JuanBindez/pytubefix

'urllib.error.HTTPError: HTTP Error 403: Forbidden' if download takes more than 30 seconds

Closed this issue ยท 7 comments

This might be related to the other similar issue (#12) JuanBindez submitted about 3 weeks ago.

I have tested this using both the CLI and the Python library. It seems that no matter which YouTube video stream you choose, if the download takes more than 30 seconds, it raises an 'HTTP Error 403' Exception, causing the download to fail.
I have obviously taken into account the other issue, so I made sure to use a short video and to include use_oauth=True and allow_oauth_cache=True in the Python script to test this out.
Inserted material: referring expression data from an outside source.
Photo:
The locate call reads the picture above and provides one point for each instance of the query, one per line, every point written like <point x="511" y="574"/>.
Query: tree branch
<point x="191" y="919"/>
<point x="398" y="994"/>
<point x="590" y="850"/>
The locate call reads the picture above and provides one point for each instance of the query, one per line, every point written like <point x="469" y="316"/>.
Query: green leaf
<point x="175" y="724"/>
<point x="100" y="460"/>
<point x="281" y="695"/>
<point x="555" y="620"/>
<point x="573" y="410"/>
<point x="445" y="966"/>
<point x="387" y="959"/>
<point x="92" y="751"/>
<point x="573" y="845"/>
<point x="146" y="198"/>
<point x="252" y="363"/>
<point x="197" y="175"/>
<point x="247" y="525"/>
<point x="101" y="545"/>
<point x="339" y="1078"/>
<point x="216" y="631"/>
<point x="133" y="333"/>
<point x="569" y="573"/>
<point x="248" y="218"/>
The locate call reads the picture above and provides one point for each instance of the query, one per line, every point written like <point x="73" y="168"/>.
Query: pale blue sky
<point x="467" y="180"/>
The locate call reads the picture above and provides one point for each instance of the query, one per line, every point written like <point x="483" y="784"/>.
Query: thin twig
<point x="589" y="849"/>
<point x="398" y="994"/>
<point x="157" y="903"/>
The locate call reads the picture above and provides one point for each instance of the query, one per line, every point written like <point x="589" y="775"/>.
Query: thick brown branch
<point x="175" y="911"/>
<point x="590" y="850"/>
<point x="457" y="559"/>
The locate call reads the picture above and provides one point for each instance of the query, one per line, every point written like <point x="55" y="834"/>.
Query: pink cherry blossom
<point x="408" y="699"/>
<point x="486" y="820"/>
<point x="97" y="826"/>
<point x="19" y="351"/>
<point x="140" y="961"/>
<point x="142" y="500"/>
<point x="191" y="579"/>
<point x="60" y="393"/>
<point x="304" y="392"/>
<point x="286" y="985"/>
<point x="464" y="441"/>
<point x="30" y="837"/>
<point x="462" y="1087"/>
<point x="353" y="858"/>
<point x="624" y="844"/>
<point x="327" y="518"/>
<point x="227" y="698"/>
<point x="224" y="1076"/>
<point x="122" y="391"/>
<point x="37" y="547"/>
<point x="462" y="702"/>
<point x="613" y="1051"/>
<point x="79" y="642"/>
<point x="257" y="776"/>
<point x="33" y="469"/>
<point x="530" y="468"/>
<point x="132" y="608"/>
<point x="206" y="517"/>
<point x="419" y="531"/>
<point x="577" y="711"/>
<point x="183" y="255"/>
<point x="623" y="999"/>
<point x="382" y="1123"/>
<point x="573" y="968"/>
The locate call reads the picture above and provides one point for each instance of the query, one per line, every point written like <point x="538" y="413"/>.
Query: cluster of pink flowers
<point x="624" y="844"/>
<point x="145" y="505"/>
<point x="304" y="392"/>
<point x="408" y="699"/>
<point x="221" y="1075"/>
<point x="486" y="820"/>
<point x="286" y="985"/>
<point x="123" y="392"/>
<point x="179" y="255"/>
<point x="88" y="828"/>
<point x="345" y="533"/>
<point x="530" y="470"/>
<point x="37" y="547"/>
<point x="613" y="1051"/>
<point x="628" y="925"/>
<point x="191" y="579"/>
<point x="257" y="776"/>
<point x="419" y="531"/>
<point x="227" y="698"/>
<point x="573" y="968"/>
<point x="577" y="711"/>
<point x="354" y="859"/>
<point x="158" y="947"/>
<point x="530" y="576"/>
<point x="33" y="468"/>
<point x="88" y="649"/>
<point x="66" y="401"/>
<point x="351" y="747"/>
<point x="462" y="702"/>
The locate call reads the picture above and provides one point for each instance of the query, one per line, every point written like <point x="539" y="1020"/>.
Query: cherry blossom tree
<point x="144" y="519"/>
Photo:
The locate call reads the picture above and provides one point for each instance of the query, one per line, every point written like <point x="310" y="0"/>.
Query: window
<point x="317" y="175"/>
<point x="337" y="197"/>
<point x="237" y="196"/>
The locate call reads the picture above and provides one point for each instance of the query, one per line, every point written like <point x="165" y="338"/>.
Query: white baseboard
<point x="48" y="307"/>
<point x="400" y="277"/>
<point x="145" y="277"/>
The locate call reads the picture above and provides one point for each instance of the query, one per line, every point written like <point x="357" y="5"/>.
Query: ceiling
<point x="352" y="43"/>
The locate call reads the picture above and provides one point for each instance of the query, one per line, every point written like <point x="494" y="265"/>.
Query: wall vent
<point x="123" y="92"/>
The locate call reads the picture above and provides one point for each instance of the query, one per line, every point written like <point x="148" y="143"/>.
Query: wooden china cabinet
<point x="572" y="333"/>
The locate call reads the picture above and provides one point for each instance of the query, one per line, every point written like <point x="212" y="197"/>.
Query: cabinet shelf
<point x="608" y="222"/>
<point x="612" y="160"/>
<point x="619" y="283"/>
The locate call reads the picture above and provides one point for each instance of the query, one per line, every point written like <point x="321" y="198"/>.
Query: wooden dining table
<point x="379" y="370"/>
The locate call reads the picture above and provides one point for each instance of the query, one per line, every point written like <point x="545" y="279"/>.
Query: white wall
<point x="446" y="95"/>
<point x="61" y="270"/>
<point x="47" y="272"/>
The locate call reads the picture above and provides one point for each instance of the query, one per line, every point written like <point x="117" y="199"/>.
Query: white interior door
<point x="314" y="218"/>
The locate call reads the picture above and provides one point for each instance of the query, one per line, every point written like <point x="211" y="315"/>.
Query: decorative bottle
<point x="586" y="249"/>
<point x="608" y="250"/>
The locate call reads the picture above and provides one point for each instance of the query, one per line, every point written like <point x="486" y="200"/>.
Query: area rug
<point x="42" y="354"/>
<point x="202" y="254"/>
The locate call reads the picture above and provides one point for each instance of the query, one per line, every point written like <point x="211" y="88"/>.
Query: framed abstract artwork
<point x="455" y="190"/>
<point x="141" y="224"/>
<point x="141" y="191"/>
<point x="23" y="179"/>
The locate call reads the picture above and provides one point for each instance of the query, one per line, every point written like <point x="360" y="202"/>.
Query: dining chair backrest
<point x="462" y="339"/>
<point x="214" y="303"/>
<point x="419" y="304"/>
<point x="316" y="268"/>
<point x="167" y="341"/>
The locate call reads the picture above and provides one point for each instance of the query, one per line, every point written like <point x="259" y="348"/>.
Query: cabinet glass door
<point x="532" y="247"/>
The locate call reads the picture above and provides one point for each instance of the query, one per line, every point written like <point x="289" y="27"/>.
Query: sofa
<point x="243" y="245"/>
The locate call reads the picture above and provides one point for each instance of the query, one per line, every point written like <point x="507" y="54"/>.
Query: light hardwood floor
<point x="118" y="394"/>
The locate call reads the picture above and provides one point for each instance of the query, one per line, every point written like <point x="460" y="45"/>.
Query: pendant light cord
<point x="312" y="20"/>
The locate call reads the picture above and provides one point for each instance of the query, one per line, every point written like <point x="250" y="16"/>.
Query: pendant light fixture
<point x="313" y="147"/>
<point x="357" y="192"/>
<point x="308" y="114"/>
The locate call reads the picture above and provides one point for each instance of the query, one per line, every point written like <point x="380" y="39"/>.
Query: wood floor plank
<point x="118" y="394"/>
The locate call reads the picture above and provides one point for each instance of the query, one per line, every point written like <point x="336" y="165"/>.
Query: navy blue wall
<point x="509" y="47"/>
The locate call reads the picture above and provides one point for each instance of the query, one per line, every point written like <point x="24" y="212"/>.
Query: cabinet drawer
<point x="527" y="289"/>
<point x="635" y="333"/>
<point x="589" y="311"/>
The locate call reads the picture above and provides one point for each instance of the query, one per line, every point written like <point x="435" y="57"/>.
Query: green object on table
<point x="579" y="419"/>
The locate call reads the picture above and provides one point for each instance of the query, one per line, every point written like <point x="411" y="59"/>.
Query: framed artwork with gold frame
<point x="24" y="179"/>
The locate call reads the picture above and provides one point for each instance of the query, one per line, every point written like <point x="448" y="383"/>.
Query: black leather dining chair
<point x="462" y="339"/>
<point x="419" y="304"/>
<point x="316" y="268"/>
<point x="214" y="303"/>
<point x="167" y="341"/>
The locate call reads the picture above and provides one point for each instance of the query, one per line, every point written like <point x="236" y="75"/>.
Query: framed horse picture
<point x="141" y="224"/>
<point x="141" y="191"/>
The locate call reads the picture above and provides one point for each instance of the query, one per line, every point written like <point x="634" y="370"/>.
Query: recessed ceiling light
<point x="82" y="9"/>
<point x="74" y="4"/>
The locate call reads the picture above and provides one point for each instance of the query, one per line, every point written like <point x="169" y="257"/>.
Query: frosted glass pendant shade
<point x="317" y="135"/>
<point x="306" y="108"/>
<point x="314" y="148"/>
I have no idea how the download of streams is handled by pytube, and if internet speed plays a role in it, so the next commands might not work for everyone.
In my case, these commands will raise the HTTP Exception exactly 30 seconds after being executed:

CLI:

pytubefix https://www.youtube.com/watch?v=E8gmARGvPlI --itag 313

Python script:

from pytubefix import YouTube
from pytubefix.cli import on_progress

yt = YouTube(
	'https://www.youtube.com/watch?v=E8gmARGvPlI',
	use_oauth=True,
	allow_oauth_cache=True,
	on_progress_callback=on_progress,
)

# <Stream: itag="313" mime_type="video/webm" res="2160p" fps="25fps" vcodec="vp9" progressive="False" type="video">

uhd_webm_video_only = yt.streams.get_by_itag(313)
uhd_webm_video_only.download()

do a pytubefix https://www.youtube.com/watch?v=E8gmARGvPlI --list, those with progressive="False" will not work

I tried to provide a complete rundown of every stream for that video. Here it is:

Progressive:

<Stream 17 mime="video/3gpp" res="144p" fps="6fps"  vcodec="mp4v.20.3"   acodec="mp4a.40.2"> # Works, took less than 30s
<Stream 18 mime="video/mp4"  res="360p" fps="25fps" vcodec="avc1.42001E" acodec="mp4a.40.2"> # Works, took less than 30s
<Stream 22 mime="video/mp4"  res="720p" fps="25fps" vcodec="avc1.64001F" acodec="mp4a.40.2"> # Works, took less than 30s

Not Progressive:

Video:

Mime 'video/webm' @ 25fps, vcodec 'vp9'

<Stream 313 res="2160p">	# Doesn't work, HTTP 403 after 30s
<Stream 271 res="1440p">	# Doesn't work, HTTP 403 after 30s
<Stream 248 res="1080p">	# Works, took less than 30s
<Stream 247 res="720p">		# Works, took less than 30s
<Stream 244 res="480p">		# Works, took less than 30s
<Stream 243 res="360p">		# Works, took less than 30s
<Stream 242 res="240p">		# Works, took less than 30s
<Stream 278 res="144p">		# Works, took less than 30s

Mime 'video/webm' @ 13fps, vcodec 'vp9'

<Stream 598 res="None">	# Works, took less than 30s

Mime 'video/mp4' @ 25fps, vcodec 'avc1.******'

<Stream 137 res="1080p">	# Works, took less than 30s
<Stream 136 res="720p">		# Works, took less than 30s
<Stream 135 res="480p">		# Works, took less than 30s
<Stream 134 res="360p">		# Works, took less than 30s
<Stream 133 res="240p">		# Works, took less than 30s
<Stream 160 res="144p">		# Works, took less than 30s

Mime 'video/mp4' @ 13fps, vcodec 'avc1.4d400b'

<Stream 597 res="None">		# Works, took less than 30s

Mime 'video/mp4' @ 25fps, vcodec 'av01.0.**M.08'

<Stream 401 res="2160p">	# Doesn't work, HTTP 403 after 30s
<Stream 400 res="1440p">	# Works, took less than 30s
<Stream 399 res="1080p">	# Works, took less than 30s
<Stream 398 res="720p">		# Works, took less than 30s
<Stream 397 res="480p">		# Works, took less than 30s
<Stream 396 res="360p">		# Works, took less than 30s
<Stream 395 res="240p">		# Works, took less than 30s
<Stream 394 res="144p">		# Works, took less than 30s

Audio:

Mime 'audio/mp4', acodec 'mp4a.40.*'

<Stream 599 abr="None">		# Works, took less than 30s
<Stream 139 abr="48kbps">	# Works, took less than 30s
<Stream 140 abr="128kbps">	# Works, took less than 30s

Mime 'audio/webm', acodec 'opus'

<Stream 249 abr="50kbps">	# Works, took less than 30s
<Stream 250 abr="70kbps">	# Works, took less than 30s
<Stream 251 abr="160kbps">	# Works, took less than 30s
<Stream 600 abr="None">		# Works, took less than 30s

In the end, only the streams that would have taken me more than 30 seconds to download(313, 271, 401) failed.
Everything else worked.

I have been having the same issues trying to download long lectures (whether authenticated or unauthenticated).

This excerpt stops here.